In QuickBooks®, you will have a separate account for each bank account. Similarly, ClubExpress allows you to map each bank account in the system to a corresponding QuickBooks® bank account. QuickBooks® also supports the concept of Undeposited Funds, money which has been received but which may not yet physically be in your bank account.
Exporting user payments to QBD generates Payment transactions, credit balances in Accounts Receivable and a debit balance in the appropriate bank account or in Undeposited Funds. Note that the customer’s open invoices are NOT flagged as paid. There is no way for us to automatically match them so the treasurer will need to handle this task manually. (Note also that the customer/member will have a zero balance if he or she is up-to-date on payments.)
In QuickBooks®, different types of payments are handled in different ways:
- If the collected funds were received by ClubExpress (using the built-in merchant account or if you are configured for checks to be sent to us) and later remitted to you, you have the choice of showing the funds in a bank account or in Undeposited Funds.
- If the collected funds were received directly by your club (using cash, a check to the club, or processed through a separate system), the export places the funds in Undeposited Funds. When you actually make the deposit, you can generate a transaction to move these funds from Undeposited Funds to the appropriate bank account(s).
- If the “payment” was recorded as a Comp or Write-Off (Bad Debt), Accounts Receivable is credited and the specified Expense Account for Bad Debts/Comps is debited for this amount. Writing off or comp’ing an expected payment is an expense to the club.
In ClubExpress, if a payment includes an applied credit, we record a deposit for the gross amount less the credit amount because it was separately exported.
Note that the payment type and a reference number will be shown where appropriate. In most cases, there is only one payment type per transaction. For checks, the record will say “Check” and will include the check number. For credit cards, the record will say “Credit Card” and include the last 4 digits. If the payment includes multiple payment methods (for example, credit card and check, or check and discount or credit) the payment type is “Multiple Payment Methods”; there is no way to include the details of each payment method.
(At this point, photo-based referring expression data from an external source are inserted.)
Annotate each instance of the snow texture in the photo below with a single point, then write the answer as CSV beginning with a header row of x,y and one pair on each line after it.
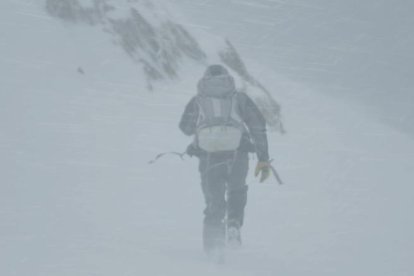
x,y
79,125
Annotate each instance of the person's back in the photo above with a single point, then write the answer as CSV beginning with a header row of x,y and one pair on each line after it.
x,y
226,125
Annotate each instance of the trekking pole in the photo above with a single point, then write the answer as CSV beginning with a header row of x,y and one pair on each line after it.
x,y
179,154
278,179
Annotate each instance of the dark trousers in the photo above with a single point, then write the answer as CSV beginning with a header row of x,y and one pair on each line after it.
x,y
223,181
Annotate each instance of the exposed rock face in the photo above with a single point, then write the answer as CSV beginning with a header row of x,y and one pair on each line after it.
x,y
157,45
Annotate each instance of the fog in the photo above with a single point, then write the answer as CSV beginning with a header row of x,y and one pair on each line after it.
x,y
92,91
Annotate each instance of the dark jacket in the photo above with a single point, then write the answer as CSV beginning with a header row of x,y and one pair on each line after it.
x,y
251,116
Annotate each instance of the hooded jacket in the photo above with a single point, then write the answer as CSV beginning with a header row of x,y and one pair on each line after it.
x,y
218,83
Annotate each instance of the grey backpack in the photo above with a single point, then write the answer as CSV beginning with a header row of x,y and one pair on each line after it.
x,y
219,126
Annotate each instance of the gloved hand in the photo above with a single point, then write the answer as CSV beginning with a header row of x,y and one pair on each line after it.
x,y
262,167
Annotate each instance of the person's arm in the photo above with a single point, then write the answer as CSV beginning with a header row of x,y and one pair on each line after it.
x,y
189,118
256,125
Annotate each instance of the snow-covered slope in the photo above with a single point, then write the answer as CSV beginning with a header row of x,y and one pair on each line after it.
x,y
77,196
355,50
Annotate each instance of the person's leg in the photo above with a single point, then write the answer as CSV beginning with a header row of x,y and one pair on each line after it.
x,y
213,175
237,190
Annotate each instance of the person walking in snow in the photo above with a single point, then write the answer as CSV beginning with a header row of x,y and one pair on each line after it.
x,y
226,125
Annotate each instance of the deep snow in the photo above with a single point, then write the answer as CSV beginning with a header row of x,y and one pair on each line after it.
x,y
79,198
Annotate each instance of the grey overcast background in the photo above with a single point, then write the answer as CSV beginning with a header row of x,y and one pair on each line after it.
x,y
359,50
92,90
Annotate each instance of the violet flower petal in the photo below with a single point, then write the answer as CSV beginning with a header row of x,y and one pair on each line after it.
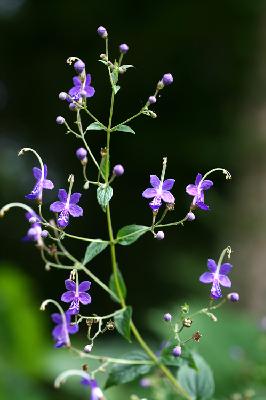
x,y
75,211
155,181
206,277
149,193
74,198
224,280
62,195
84,286
57,206
67,297
168,184
84,298
211,264
70,285
225,268
167,197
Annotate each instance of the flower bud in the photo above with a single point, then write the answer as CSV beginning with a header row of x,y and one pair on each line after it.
x,y
60,120
152,100
79,66
44,233
118,170
167,79
190,216
102,32
62,96
177,351
167,317
159,235
234,297
123,48
72,106
88,348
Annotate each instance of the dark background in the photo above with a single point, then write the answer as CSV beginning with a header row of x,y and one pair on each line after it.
x,y
212,116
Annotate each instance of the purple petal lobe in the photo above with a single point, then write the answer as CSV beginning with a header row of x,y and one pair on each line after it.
x,y
205,185
216,290
76,81
73,328
57,318
84,286
74,198
198,179
225,268
70,285
62,195
149,193
167,197
37,173
47,184
155,181
57,206
207,277
211,264
224,280
168,184
89,91
75,211
192,190
68,296
202,205
84,298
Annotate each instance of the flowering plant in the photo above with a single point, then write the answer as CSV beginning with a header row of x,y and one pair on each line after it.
x,y
188,374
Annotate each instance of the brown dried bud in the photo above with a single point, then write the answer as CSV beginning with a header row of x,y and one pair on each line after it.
x,y
197,336
187,322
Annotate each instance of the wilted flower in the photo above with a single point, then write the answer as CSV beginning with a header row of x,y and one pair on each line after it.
x,y
217,276
42,183
159,192
67,205
61,330
76,294
197,190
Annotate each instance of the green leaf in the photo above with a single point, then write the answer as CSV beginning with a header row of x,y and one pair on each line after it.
x,y
124,128
104,195
93,250
122,285
95,126
123,373
122,322
199,384
130,233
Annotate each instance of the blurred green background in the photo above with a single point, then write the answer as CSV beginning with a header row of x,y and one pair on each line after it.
x,y
214,115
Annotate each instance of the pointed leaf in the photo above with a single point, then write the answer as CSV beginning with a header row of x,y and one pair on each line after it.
x,y
104,195
95,126
122,322
93,250
199,384
123,373
130,233
122,285
124,128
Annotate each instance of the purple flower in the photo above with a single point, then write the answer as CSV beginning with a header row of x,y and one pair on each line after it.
x,y
76,294
67,205
159,192
42,183
61,330
217,276
96,393
197,191
79,87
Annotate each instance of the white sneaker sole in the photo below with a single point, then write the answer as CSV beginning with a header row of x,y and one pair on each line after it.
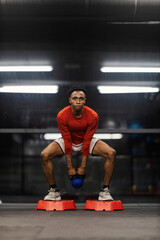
x,y
105,199
52,199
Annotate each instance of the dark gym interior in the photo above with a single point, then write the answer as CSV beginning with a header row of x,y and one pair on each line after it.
x,y
77,38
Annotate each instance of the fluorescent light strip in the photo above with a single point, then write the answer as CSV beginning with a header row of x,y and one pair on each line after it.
x,y
126,89
130,69
52,136
46,68
30,89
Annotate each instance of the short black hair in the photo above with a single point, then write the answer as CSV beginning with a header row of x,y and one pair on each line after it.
x,y
77,88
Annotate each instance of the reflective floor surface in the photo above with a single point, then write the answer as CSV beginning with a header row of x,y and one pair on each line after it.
x,y
22,221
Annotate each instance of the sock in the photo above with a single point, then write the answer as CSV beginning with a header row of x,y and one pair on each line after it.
x,y
106,186
53,186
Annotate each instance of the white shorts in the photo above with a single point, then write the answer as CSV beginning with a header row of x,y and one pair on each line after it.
x,y
77,148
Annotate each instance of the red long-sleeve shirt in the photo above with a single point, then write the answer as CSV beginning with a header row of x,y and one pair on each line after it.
x,y
77,130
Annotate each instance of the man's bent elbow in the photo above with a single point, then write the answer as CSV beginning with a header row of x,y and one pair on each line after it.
x,y
44,157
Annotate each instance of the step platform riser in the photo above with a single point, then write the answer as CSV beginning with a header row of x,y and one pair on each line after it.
x,y
56,205
103,205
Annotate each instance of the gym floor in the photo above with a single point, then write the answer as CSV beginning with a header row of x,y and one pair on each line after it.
x,y
139,220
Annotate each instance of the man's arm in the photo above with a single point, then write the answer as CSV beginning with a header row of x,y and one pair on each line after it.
x,y
81,170
67,142
86,144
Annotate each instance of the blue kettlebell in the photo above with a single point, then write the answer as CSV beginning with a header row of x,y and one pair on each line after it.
x,y
77,181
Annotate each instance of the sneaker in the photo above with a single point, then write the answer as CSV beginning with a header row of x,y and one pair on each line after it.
x,y
53,195
105,195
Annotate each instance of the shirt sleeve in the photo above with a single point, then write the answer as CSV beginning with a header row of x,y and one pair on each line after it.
x,y
63,128
88,136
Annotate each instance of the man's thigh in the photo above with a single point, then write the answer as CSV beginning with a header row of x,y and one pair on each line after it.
x,y
101,149
53,150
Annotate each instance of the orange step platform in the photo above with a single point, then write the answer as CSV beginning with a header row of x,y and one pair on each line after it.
x,y
103,205
56,205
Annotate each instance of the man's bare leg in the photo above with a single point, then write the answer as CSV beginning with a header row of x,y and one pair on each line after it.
x,y
51,151
104,150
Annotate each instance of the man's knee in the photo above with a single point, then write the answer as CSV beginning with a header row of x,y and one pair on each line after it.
x,y
44,157
111,154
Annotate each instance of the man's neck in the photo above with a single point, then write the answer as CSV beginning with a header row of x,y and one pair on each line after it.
x,y
77,114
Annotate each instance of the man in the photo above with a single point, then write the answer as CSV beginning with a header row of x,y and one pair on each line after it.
x,y
77,124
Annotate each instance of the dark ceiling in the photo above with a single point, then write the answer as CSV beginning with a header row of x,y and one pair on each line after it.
x,y
77,38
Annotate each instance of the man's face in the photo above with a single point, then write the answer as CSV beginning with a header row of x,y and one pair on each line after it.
x,y
77,100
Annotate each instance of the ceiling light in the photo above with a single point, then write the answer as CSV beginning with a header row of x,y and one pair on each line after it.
x,y
126,89
52,136
30,89
47,68
130,69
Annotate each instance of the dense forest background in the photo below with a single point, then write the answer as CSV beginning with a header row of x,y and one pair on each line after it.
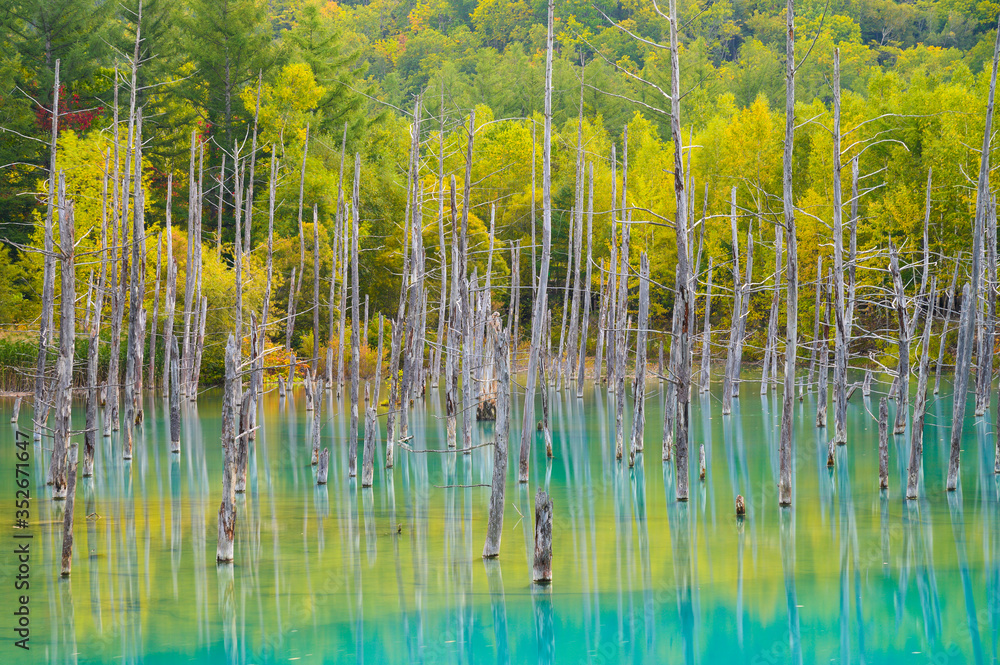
x,y
914,74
Transferring user payments to QBO usually generates Payments against Open Invoices, which will be flagged as paid for invoices created after you connected ClubExpress to QBO. The exceptions are payments made by discount coupon, Comp, Write-Off, or “Received by Subgroup”, which are imported as Journal Entries. We do not link these to an invoice.
Club Transactions
When we charge a fee, the funds are deducted directly from your bank account using an ACH. Similarly, when we issue a credit, the funds are deposited directly into your bank account using an ACH.
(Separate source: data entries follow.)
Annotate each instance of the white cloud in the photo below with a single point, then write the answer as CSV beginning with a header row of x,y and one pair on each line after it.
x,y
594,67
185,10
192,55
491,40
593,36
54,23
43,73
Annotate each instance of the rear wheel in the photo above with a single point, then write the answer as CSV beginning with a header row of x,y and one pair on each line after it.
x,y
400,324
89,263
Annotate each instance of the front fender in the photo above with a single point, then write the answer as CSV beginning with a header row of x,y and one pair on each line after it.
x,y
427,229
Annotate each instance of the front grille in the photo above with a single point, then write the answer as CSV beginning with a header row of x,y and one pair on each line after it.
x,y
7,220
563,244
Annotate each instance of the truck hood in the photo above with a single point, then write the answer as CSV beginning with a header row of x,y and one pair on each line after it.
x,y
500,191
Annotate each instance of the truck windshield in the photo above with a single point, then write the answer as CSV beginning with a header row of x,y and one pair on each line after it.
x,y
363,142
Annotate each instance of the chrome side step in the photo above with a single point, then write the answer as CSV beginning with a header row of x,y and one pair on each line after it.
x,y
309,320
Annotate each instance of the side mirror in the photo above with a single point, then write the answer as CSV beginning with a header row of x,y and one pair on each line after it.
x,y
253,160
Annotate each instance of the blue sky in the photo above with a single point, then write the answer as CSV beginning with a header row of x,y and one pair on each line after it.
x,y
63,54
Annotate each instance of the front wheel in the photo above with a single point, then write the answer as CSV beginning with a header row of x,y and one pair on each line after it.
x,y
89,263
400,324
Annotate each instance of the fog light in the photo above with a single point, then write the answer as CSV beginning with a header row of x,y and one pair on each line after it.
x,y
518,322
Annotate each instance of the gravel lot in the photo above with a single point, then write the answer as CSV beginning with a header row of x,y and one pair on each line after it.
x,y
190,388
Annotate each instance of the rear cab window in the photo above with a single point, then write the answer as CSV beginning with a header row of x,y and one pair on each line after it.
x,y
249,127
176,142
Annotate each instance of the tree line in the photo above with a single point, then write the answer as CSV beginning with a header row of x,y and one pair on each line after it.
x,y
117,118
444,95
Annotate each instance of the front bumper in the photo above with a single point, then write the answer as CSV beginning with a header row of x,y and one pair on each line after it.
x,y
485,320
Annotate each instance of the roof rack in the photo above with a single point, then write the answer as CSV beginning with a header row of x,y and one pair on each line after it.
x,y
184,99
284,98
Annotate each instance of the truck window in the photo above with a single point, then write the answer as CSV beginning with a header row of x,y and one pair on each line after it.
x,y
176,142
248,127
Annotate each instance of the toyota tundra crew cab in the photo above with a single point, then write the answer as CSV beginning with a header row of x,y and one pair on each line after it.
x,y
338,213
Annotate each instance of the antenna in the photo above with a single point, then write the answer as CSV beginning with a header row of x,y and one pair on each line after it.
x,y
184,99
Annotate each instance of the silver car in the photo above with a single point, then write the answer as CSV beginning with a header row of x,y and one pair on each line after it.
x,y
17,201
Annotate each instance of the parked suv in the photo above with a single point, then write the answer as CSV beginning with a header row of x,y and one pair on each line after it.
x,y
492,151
Club Transactions are handled using a Debit to an Expense account (the expense increases) offset by a Credit to the primary bank account (the amount on deposit is lowered.)
ClubExpress allows you to specify your QuickBooks® account name for each category of expense, for example: setup fees, monthly hosting fees, miscellaneous charges and credits, postage, etc. In QBO, club transactions are recorded as Journal Entries.